Something interesting happened on television in 1990: A quirky, creepy murder mystery called Twin Peaks arrived, creating a sensation and a cult following. Fans of the short-lived program had never seen anything quite like it and were not ready to let it go when it went off the air after 29 episodes.

The series created by David Lynch (Blue Velvet, Eraserhead) and Mark Frost (Hill Street Blues) caught the attention of University Publications web developer Jared Lyon ’01 (information technology) when he was in seventh grade.

“I grew up in a small town, and I liked the idea that there was more happening in this boring town that I lived in than meets the eye, and that’s what Twin Peaks is all about,” Lyon says. “On the surface, it’s just this town where everyone likes coffee and cherry pie, but then there’s this whole underbelly, and something evil coming from the woods.”

Years later at RIT, Lyon found fellow Twin Peaks fans in Computer Science House, a special-interest wing in an RIT residence hall.

“Computer Science House would have something called ‘Peakings’—33 hours of Twin Peaks straight,” Lyon said. “I always took a nap during the lull in the second season.”

Lyon joined the house after the first Peaking he attended, when he surprised everyone by providing a missing episode from his own collection.

The Peakings also included performance art. House members took turns as the “Log Lady” – an especially eccentric Twin Peaks character whose cryptic recitations led off each episode when the series aired in syndication.

A friend from Computer Science House who took a job in Seattle heard about a Twin Peaks festival nearby and invited Lyon to visit in 2001.

Lyon attended the festival in North Bend, Wash. – the shooting location of the fictional town of Twin Peaks – and saw room for improvement. He started volunteering and soon became part of the organizing committee.

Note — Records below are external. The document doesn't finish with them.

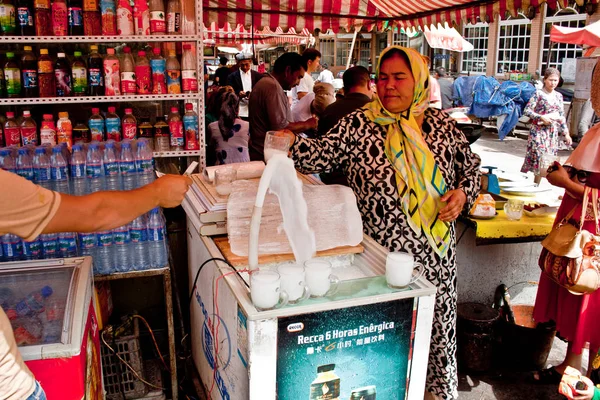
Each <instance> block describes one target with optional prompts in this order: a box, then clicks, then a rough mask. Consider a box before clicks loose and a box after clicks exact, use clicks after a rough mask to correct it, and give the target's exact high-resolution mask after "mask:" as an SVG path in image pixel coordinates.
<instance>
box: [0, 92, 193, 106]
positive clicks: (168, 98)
mask: <svg viewBox="0 0 600 400" xmlns="http://www.w3.org/2000/svg"><path fill="white" fill-rule="evenodd" d="M199 98H200V94H199V93H182V94H136V95H129V96H71V97H31V98H24V97H11V98H6V99H0V106H9V105H26V104H76V103H115V102H134V101H135V102H139V101H164V100H191V99H199Z"/></svg>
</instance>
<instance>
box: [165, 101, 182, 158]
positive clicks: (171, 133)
mask: <svg viewBox="0 0 600 400" xmlns="http://www.w3.org/2000/svg"><path fill="white" fill-rule="evenodd" d="M168 123H169V134H170V138H171V141H170V143H171V150H175V151H177V150H183V146H184V137H183V121H182V119H181V115H179V109H178V108H177V107H171V114H169V122H168Z"/></svg>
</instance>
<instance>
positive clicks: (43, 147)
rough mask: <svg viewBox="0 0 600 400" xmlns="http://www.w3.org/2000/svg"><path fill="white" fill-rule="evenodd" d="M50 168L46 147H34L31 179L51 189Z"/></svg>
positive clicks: (49, 162)
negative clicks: (32, 174) (32, 166)
mask: <svg viewBox="0 0 600 400" xmlns="http://www.w3.org/2000/svg"><path fill="white" fill-rule="evenodd" d="M50 170H51V168H50V157H48V154H46V149H45V148H44V147H38V148H36V149H35V153H34V155H33V181H34V182H35V183H37V184H38V185H40V186H43V187H45V188H46V189H52V183H51V181H50V177H51V176H52V173H51V171H50Z"/></svg>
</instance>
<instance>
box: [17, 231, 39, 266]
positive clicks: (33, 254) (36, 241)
mask: <svg viewBox="0 0 600 400" xmlns="http://www.w3.org/2000/svg"><path fill="white" fill-rule="evenodd" d="M21 248H22V249H23V259H25V260H39V259H40V258H42V241H41V240H40V238H39V236H38V237H37V238H35V239H33V240H32V241H31V242H27V241H25V240H22V241H21Z"/></svg>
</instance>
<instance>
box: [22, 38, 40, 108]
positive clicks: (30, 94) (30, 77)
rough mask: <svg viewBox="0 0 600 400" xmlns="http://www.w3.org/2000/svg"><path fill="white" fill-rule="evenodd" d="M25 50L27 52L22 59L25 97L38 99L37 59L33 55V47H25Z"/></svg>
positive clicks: (22, 67) (24, 93)
mask: <svg viewBox="0 0 600 400" xmlns="http://www.w3.org/2000/svg"><path fill="white" fill-rule="evenodd" d="M23 50H25V52H24V53H23V57H21V82H22V83H23V97H38V94H39V91H38V80H37V57H36V56H35V54H33V51H32V50H31V46H25V47H23Z"/></svg>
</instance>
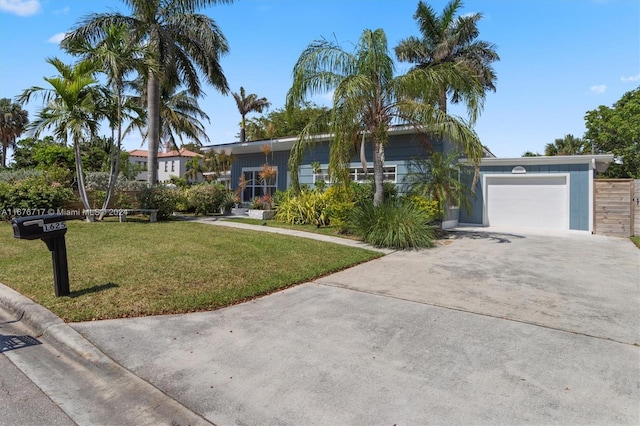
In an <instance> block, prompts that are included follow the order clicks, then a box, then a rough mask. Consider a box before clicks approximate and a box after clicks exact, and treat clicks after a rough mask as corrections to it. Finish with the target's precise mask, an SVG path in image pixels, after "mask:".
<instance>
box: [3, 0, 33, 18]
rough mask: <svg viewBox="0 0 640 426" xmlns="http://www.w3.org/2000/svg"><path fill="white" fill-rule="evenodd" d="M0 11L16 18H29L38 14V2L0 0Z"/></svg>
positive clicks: (28, 0) (18, 0) (30, 0)
mask: <svg viewBox="0 0 640 426" xmlns="http://www.w3.org/2000/svg"><path fill="white" fill-rule="evenodd" d="M0 10H1V11H3V12H8V13H13V14H15V15H18V16H31V15H35V14H36V13H38V12H40V0H0Z"/></svg>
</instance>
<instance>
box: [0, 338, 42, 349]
mask: <svg viewBox="0 0 640 426" xmlns="http://www.w3.org/2000/svg"><path fill="white" fill-rule="evenodd" d="M41 344H42V342H40V341H39V340H38V339H36V338H35V337H32V336H16V335H8V336H5V335H2V334H0V353H4V352H9V351H13V350H16V349H22V348H26V347H29V346H36V345H41Z"/></svg>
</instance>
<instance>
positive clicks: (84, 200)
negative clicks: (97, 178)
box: [73, 141, 91, 210]
mask: <svg viewBox="0 0 640 426" xmlns="http://www.w3.org/2000/svg"><path fill="white" fill-rule="evenodd" d="M73 154H74V156H75V160H76V175H77V179H78V193H79V194H80V201H82V205H83V206H84V208H85V209H86V210H89V209H91V206H90V205H89V198H88V197H87V190H86V188H85V186H84V173H83V171H82V154H81V153H80V143H79V142H78V141H74V142H73Z"/></svg>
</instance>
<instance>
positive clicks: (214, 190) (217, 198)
mask: <svg viewBox="0 0 640 426" xmlns="http://www.w3.org/2000/svg"><path fill="white" fill-rule="evenodd" d="M228 193H229V190H228V189H227V188H225V186H224V185H223V184H221V183H219V182H211V183H209V182H205V183H201V184H198V185H193V186H192V187H191V188H189V190H188V192H187V206H188V208H189V210H192V211H194V212H195V214H196V215H198V214H200V213H202V214H205V215H206V214H207V213H214V212H215V213H217V212H219V211H220V207H221V206H222V205H223V203H224V202H225V198H226V197H227V194H228Z"/></svg>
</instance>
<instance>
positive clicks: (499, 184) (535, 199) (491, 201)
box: [484, 174, 570, 230]
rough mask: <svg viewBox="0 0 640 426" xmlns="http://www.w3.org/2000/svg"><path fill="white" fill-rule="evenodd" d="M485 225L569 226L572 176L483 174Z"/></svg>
mask: <svg viewBox="0 0 640 426" xmlns="http://www.w3.org/2000/svg"><path fill="white" fill-rule="evenodd" d="M484 185H485V194H486V213H485V215H484V217H485V221H486V223H485V224H484V225H485V226H500V227H514V228H535V229H545V230H568V229H569V185H570V182H569V175H568V174H559V175H556V174H553V175H552V174H547V175H511V176H509V175H506V176H505V175H500V176H491V175H485V176H484Z"/></svg>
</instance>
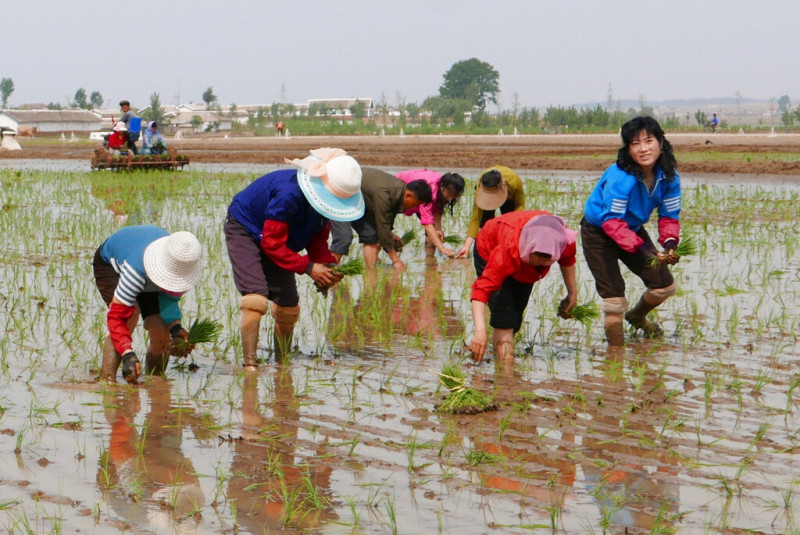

Since 2001, Lyon has shared his fascination for the peculiar characters and the odd camera work characteristic of the program with an ardent fan base. Fans from all over the world meet annually for a weekend-long festival filled with bus tours (with Lyon as the tour guide), movie viewing, trivia games and a celebrity dinner. After the dinner, Lyon hosts a celebrity Q-and-A session, one of the festival highlights.

“It’s really like a family reunion,” Lyon says. “There’s this instant connection that people have.”

In 2004, Lyon became a co-organizer of the annual festival and, tapping his professional skills, created a corresponding Web site ( The recently released DVD set Twin Peaks - The Definitive Gold Box Edition includes a documentary about the festival, Return to Twin Peaks, which prominently features Lyon at the 2006 event.

“People say Twin Peaks is groundbreaking,” Lyon says. “What does groundbreaking mean to us now in 2007? Back then it was completely different. The popular TV shows were Cheers, The Cosby Show, Who’s the Boss? There was no Lost, Heroes, X Files. Of course, there was always the Twilight Zone, but Twin Peaks was still one of a kind.”